Oberlandesgericht Stuttgart, Urteil vom 05.04.2018 – 2 U 99/17
Pressemitteilung Oberlandesgericht Stuttgart vom 05.04.2018

Hintergrund

Streitig zwischen den Parteien ist die Zulässigkeit der Durchführung einer Werbekampagne. Der Hersteller von Rasierklingen Gillette warb in einer Kampagne mit dem Slogan „Laut Stiftung Warentest – Die 5 besten Rasierer kommen von Gillette“.

Die Stiftung Warentest hatte im Jahre 2010 (vgl. Heft 12/2010) einen Vergleichstest von Nassrasierern mit Wechselklinge durchgeführt. Die Wechselklinge „Mach 3“ des Herstellers Gillette belegte Platz fünf der durch den Test herausgearbeiteten Rangliste. Die von dem Hersteller Wilkinson Sword neu eingeführte Wechselklinge „Hydro 5“ belegte den sechsten Platz des Vergleichstests.
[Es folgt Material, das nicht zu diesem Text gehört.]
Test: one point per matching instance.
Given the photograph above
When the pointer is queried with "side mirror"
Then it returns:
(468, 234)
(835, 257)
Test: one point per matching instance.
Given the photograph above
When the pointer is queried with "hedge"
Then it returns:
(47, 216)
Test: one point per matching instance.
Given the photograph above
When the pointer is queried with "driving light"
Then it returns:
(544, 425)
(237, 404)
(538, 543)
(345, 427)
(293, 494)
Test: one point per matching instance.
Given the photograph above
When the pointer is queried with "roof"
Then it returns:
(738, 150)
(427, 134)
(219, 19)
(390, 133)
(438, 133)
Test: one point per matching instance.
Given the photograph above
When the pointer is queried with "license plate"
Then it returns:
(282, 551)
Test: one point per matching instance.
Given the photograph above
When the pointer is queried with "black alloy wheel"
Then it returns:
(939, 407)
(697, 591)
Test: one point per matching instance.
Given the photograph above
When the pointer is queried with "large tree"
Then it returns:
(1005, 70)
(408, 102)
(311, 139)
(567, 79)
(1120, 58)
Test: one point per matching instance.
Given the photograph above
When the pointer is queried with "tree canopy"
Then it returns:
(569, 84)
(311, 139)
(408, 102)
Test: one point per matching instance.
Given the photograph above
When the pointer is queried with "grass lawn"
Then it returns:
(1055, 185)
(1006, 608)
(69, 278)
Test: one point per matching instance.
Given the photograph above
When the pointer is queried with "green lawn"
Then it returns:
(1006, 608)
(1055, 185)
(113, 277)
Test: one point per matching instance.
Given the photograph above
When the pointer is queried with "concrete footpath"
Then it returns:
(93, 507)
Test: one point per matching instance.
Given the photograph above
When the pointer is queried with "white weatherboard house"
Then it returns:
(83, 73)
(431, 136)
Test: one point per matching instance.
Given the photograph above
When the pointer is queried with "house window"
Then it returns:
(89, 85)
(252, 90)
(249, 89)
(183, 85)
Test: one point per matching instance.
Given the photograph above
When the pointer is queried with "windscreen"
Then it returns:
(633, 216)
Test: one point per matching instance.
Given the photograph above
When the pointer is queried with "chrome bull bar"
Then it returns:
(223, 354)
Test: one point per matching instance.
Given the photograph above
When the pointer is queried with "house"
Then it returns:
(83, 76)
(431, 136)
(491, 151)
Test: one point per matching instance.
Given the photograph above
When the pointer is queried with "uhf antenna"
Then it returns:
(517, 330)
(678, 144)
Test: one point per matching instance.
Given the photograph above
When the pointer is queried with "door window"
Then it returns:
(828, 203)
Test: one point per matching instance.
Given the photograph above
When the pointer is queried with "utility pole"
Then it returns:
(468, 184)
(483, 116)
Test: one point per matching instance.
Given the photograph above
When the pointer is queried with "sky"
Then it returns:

Wilkinson Sword beantragte ein Verbot der Werbung. Der Verbraucher würde durch die Werbung „über die Objektivität der Testdurchführung in die Irre geführt“. Bei dem Test seien grobe Fehler gemacht worden:

  • Eine zweimalige Nutzung der jeweiligen Wechselklinge reiche für eine Überprüfung der Tauglichkeit nicht aus.
  • Für eine ausreichende Überprüfung der Funktion sei eine zumindest fünftägige Eingewöhnungsphase mit der jeweiligen Wechselklinge erforderlich.
  • Die Wechselklingen seien an die Probanden nicht anonymisiert herausgegeben worden, sodass eine objektive Prüfung nicht möglich gewesen ist.
  • Bei jedem Testdurchlauf sei jeweils eine neue Wechselklinge in den Rasierer eingesetzt worden, sodass die Teflon-Beschichtung, der neu eingeführten Wechselklinge „Hydro 5“ nicht abgenutzt werden konnte, um ein übliches Rasurergebnis zu erzielen. (Laut Angaben von Wilkinson Sword waren die Wechselklingen des Modells „Hydro 5“ mit einer PTFE-Beschichtung versehen, die sich im Laufe der ersten Benutzung abträgt.)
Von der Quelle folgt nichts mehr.